MetricGoalCounts as movement
Driver smashHigher is bettermore than 0.02
Driver spinLower is bettermore than 150 rpm
Driver carryHigher is bettermore than 4 yd
7-iron consistencyLower is bettermore than 1.5 yd
Greens in regulationHigher is bettermore than 5 percentage points
ScramblingHigher is bettermore than 5 percentage points

The recent window is the last 7 days of range sessions, compared against a recency-weighted baseline of everything before it. Round stats use your last 2 rounds instead, because a weekend golfer can go 7 days without a round.

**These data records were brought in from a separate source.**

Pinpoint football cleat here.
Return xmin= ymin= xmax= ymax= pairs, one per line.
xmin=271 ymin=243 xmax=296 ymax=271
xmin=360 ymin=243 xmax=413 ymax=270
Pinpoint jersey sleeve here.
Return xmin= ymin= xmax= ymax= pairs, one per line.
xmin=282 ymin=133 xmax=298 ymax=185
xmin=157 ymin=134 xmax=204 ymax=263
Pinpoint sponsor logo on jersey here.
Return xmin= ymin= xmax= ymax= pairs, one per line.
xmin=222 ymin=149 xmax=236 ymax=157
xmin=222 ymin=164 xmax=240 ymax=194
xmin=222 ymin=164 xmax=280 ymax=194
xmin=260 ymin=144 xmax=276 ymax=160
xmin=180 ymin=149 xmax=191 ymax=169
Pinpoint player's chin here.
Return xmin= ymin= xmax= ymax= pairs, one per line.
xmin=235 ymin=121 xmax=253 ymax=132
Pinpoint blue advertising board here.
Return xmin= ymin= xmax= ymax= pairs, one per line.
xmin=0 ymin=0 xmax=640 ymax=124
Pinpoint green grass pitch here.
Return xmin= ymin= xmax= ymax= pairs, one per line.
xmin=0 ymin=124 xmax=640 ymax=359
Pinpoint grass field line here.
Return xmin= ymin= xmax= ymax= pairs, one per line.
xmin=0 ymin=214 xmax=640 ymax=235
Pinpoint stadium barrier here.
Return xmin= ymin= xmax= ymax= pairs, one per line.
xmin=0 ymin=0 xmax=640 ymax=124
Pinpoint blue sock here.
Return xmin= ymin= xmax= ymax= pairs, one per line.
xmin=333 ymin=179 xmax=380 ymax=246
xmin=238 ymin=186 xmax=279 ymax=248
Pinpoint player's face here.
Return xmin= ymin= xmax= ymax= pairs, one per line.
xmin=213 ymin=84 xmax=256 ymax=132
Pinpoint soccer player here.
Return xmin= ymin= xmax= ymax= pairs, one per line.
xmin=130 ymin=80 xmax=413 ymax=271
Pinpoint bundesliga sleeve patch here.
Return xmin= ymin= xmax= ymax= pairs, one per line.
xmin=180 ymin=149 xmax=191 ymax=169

One good session is not a fix

Every metric sits in one of four states. The interesting transition, the one Mully celebrates and then retires from your practice plan, has the strictest gate in the system.

Deficient
Behind the benchmark for your handicap, with no material improvement yet. This is where prescriptions aim.
Improving
Moved materially toward the benchmark, past the noise floor. Mully praises the trend and keeps a lighter version of the prescription. The win is real but nothing is banked yet.
Cleared
Was behind the benchmark, now at or past it, the move cleared the noise floor, and your last two data points BOTH sit at or past the benchmark. That last condition is the sustained gate: a single hot session can never graduate a fault. Once cleared, Mully celebrates it with the before and after numbers, then stops prescribing drills for it.
OK
At or past the benchmark with no deficiency history. Nothing to fix, nothing to say.

The benchmarks, by handicap

Behind and cleared are always judged against a benchmark for YOUR handicap band, never against tour numbers. These are the actual anchors the product interpolates between, printed from the same table the trajectory gauges and the Comprehensive Mully Review read.

Metric5 hcp10 hcp15 hcp20 hcp25 hcp
Driver smash1.471.451.441.441.44
Driver spin3,045 rpm3,190 rpm3,275 rpm3,275 rpm3,275 rpm
Driver carry238 yd227 yd216 yd209 yd209 yd
7-iron consistency6.5 yd8.0 yd10.0 yd12.0 yd12.0 yd
Greens in regulation45%34%27%23%23%
Scrambling41%32%25%22%22%

Distances shown in yards; the app converts to meters when that is your display unit. Every anchor traces to a named source in the sourcing tree.

Every prescription is tracked to an outcome

When Mully prescribes a drill, that prescription becomes a tracked record. A nightly pass compares each open prescription against the Progress Engine read for its metric and settles it:

  • Cleared when the metric graduates through the sustained gate above.
  • Improved when the metric is in the improving state and the prescription is at least 14 days old. A partial win gets banked as exactly that.
  • Regressed when the metric moves materially the wrong way and the prescription is at least 21 days old.
  • No effect when 45 days pass with none of the above. Mully says so and changes the plan.
  • Superseded when a later review replaces the drill for that same metric before it resolves.

One honesty rule sits over all of it: the record never claims the drill CAUSED the change. Drills run alongside range time, rounds, and plain luck, so the evidence stored with each outcome says only that the number moved while the prescription was active. Your next Comprehensive Mully Review opens by settling what the last one flagged, with those outcomes as the source of truth.